1. Choose your supplies
Find an arch that’s right for the space – you can use metal or wood. We use both at Mottisfont.
Choose between ramblers and climbers for your roses. We use ramblers – they only flower for about four weeks but grow quickly and create a mass of flowers. Climbers repeat-flower from early May throughout the summer. They grow more slowly but they’re easier to manage. Once you’ve chosen, buy two of the same rose.
Secure your arch in the ground and dig a planting hole at either end. The holes should be at least twice the size of the pot the roses are in. Scatter some compost in the hole (we also add mycorrhizal fungi) and over the roots, and plant your roses firmly.
You’ll soon get long stems appearing. Spread them out and secure them using garden twine. It’s important not to remove long shoots, as these will become the flowering wood.
Cut the bottom off a plastic drinking bottle and remove the cap. Insert the bottle into the ground upside down, near the roots of your rose. Keep it topped up with water to stop the rose drying out.

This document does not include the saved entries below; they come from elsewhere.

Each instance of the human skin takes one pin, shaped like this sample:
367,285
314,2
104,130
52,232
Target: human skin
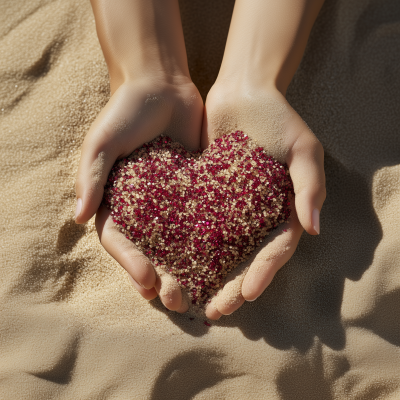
151,93
143,46
265,44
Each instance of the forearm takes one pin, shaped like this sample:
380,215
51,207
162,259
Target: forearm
267,39
141,38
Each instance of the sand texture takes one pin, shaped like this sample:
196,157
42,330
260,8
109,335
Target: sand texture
72,326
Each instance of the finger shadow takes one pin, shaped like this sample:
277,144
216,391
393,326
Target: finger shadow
183,368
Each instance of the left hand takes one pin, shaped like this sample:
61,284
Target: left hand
265,116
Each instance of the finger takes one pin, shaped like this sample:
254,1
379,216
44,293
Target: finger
306,165
148,294
113,135
168,290
212,311
271,258
123,250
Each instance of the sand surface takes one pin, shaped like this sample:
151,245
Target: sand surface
72,327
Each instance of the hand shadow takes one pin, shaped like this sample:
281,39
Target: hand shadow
185,366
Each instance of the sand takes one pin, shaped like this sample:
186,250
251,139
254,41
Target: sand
72,326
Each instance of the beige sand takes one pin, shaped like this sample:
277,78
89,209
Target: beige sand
71,325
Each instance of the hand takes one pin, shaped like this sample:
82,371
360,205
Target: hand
137,112
265,116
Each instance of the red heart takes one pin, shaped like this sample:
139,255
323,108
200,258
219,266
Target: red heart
199,215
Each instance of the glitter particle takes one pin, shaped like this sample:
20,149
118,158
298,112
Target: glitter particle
198,215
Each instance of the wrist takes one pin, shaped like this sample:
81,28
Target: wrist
242,81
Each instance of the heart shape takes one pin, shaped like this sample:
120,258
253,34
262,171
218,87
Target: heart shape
198,215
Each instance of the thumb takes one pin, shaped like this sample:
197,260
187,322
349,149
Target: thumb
306,166
121,127
94,167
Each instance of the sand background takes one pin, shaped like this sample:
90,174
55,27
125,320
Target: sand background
72,327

Once your rose has finished flowering, prune back flowered shoots to where they join just above the main stem. Feed before spring with a layer of mulch around the roots to nourish the plant.
Best for small spaces
• Train a rose up a single fence post. You’ll end up with around 2m of roses in a small patch.
Best small shrubs
• Gallica variety – wonderful blooms with heavenly smells.
Best of both worlds
• For the scent of old-fashioned blooms that flower repeatedly, try David Austin roses.